My Foam Fractionator (protein skimmer) is a homemade unit that is sort of shaped like a U. Pond water is pumped into the lower side and forced through the unit, mixing with air that comes from an air stone placed at the bottom of the taller pipe. This mix creates bubbles that pick up dissolved organic carbons (DOC's) and other microscopic waste from our fish and plants and sticks to the bubbles.

foam Fractionator pipes Midway up the tall part of the pipe I put a bell reducer and finished the rest of the fractionator with a 3" pipe. I then put in a "T" so I could attach a 2" water return to the pond. To be able to control and regulate the height of the water in my fractionator, I put a valve part way down the 2" line in the pond water return. By restricting the water to the pond, it helps to raise the water level in the pipe, and along with the air provided, takes the bubbles and foam to the top of the fractionator, and into the foam catcher.

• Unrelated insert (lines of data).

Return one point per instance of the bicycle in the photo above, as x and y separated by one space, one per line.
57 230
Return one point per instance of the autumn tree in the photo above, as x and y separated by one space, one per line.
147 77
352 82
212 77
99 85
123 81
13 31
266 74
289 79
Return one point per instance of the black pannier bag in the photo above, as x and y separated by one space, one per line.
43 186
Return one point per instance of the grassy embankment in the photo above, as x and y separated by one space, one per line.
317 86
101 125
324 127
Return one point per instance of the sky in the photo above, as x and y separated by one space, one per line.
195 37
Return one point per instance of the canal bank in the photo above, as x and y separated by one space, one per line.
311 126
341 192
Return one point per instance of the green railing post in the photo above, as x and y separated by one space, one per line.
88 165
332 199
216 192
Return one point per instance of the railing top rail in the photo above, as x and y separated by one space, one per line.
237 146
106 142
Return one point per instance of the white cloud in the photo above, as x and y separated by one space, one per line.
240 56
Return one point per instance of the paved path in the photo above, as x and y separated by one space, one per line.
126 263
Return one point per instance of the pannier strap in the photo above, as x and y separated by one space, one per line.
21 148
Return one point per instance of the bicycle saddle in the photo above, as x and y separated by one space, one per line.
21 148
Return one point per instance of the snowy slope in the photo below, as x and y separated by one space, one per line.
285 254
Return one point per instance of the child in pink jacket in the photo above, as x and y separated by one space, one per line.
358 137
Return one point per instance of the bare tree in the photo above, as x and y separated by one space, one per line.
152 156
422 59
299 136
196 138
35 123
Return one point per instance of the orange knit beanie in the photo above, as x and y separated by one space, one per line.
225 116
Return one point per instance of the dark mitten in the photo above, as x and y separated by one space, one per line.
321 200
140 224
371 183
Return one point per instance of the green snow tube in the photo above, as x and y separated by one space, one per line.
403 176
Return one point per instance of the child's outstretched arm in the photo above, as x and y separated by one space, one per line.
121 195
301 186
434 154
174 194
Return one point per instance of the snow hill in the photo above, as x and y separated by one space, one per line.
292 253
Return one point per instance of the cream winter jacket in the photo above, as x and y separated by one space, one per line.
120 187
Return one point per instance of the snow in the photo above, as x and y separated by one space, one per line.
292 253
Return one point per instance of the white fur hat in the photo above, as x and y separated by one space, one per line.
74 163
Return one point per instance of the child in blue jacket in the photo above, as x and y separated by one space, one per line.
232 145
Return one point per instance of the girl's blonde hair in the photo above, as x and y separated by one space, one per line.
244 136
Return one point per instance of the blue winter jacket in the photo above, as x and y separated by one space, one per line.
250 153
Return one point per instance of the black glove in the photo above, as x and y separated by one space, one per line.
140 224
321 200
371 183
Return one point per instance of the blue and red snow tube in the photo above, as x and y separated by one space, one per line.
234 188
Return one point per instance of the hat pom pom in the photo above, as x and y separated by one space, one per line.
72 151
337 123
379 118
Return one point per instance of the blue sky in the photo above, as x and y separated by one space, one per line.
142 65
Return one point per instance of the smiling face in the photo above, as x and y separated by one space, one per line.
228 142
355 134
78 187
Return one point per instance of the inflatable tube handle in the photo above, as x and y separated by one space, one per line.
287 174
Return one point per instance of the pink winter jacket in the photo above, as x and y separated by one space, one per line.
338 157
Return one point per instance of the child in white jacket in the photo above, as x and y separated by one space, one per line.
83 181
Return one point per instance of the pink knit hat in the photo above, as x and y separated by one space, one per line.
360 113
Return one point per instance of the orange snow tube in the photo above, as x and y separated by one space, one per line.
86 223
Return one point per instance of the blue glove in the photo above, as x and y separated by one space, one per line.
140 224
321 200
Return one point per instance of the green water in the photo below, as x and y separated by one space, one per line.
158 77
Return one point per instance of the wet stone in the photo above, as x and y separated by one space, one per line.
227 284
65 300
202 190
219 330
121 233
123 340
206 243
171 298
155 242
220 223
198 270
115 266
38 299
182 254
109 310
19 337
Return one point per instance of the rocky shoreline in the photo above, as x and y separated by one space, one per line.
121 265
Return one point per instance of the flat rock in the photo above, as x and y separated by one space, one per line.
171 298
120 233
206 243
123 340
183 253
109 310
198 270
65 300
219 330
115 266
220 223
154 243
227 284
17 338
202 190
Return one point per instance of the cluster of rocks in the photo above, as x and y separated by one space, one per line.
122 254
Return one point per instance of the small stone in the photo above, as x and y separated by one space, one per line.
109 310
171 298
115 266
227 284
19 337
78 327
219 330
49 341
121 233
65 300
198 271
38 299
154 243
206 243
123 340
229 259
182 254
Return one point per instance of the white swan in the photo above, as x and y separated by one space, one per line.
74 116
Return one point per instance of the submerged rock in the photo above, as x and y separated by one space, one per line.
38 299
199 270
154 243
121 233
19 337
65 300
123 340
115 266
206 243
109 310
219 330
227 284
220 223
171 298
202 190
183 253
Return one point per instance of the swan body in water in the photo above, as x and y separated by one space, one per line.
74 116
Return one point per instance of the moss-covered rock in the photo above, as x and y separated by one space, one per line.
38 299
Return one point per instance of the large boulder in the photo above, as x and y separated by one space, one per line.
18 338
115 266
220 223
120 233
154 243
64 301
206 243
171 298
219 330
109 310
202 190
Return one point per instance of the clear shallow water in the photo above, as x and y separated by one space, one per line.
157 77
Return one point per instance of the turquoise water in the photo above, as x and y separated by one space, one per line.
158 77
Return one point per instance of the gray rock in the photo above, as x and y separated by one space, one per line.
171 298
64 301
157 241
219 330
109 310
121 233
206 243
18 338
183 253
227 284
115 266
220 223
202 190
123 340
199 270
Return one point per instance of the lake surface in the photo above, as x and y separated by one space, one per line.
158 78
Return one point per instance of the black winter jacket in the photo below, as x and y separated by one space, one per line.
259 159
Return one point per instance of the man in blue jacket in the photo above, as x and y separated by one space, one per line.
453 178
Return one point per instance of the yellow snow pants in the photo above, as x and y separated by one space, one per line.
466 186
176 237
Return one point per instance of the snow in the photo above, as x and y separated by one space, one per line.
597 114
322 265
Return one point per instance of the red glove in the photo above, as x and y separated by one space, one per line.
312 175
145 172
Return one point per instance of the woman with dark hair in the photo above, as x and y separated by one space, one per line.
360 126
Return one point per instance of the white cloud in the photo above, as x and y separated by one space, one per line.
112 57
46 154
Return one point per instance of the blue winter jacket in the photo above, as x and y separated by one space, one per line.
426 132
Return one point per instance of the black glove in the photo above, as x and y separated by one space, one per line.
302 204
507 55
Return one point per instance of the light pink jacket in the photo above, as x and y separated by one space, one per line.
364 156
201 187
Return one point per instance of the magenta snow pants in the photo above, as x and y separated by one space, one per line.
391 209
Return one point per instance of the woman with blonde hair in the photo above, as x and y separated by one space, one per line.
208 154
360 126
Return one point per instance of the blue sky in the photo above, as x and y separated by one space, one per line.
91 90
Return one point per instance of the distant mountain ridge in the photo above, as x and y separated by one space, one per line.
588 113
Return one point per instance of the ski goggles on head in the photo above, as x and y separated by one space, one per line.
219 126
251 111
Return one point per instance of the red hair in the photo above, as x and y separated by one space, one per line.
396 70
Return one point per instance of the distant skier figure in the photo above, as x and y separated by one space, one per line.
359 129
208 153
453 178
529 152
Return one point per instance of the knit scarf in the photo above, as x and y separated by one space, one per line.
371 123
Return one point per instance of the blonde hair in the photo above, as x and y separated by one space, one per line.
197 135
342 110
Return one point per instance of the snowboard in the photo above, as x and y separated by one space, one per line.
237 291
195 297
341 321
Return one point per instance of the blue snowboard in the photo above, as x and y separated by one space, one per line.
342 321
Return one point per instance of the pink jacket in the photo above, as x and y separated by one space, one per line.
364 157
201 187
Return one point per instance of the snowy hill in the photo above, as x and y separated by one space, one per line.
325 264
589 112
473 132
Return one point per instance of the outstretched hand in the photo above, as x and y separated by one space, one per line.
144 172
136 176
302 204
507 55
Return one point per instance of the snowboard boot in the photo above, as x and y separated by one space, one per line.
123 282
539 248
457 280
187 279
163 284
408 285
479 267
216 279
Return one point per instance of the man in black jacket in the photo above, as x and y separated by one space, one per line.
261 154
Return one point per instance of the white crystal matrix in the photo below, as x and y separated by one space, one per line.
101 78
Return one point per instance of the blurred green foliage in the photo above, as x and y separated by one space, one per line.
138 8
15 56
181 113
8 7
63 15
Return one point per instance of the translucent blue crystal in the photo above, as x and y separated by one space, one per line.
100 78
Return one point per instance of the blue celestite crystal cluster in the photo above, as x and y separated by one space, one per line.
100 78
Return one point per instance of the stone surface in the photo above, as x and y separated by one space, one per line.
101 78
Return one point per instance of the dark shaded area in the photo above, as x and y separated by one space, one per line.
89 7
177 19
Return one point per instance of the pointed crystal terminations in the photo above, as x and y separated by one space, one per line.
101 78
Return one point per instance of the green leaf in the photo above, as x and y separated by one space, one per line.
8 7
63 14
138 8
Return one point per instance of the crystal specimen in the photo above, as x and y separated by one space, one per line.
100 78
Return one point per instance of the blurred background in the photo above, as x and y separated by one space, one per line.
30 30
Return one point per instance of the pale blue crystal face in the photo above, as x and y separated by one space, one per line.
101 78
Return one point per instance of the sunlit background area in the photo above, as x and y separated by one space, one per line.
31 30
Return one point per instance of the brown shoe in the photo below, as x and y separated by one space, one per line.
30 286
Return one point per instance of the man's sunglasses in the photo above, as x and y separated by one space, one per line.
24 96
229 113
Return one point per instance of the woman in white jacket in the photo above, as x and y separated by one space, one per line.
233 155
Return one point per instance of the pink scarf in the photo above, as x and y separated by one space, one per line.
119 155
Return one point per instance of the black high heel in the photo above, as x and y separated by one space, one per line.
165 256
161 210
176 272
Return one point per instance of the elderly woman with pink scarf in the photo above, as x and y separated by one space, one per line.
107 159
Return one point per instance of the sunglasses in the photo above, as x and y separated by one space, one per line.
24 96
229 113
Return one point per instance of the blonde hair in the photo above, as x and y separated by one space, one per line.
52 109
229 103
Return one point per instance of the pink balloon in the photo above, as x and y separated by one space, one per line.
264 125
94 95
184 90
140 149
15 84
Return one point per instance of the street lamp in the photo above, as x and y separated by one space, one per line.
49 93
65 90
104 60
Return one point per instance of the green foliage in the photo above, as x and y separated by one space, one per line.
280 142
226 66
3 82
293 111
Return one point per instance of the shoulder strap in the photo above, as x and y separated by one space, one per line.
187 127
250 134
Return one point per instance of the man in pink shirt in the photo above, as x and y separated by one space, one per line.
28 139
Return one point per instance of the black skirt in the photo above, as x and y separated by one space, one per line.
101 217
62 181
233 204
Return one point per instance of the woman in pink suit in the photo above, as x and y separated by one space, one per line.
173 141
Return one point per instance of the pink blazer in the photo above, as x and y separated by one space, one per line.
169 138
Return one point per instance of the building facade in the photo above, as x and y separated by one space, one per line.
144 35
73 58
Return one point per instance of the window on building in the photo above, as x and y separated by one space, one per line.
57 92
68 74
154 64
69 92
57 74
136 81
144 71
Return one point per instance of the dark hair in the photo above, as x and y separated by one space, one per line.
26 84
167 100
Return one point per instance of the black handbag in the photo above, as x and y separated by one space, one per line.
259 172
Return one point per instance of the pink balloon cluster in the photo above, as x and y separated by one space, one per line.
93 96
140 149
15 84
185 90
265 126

foam Fractionator pipes Just past the water return, the fractionator was T'd again to a 3" pipe so I could drop in the air stone, making sure to cap the end of that pipe so water rising in the main pipe wouldn't exit. At the very top of the pipe I put an 8" pipe cap, upside down to catch the foam. I drilled a 3" hole in the cap for the foam to enter, and a 2" hole for the waste to drain away from the unit. The 3" pipe has a 2" reducer glued on it's top. This lets the foam come out the top, and not fall back into the fractionator. The 2" drainpipe is glued flush with the bottom of the cap, and drains away the waste after it turns back into water.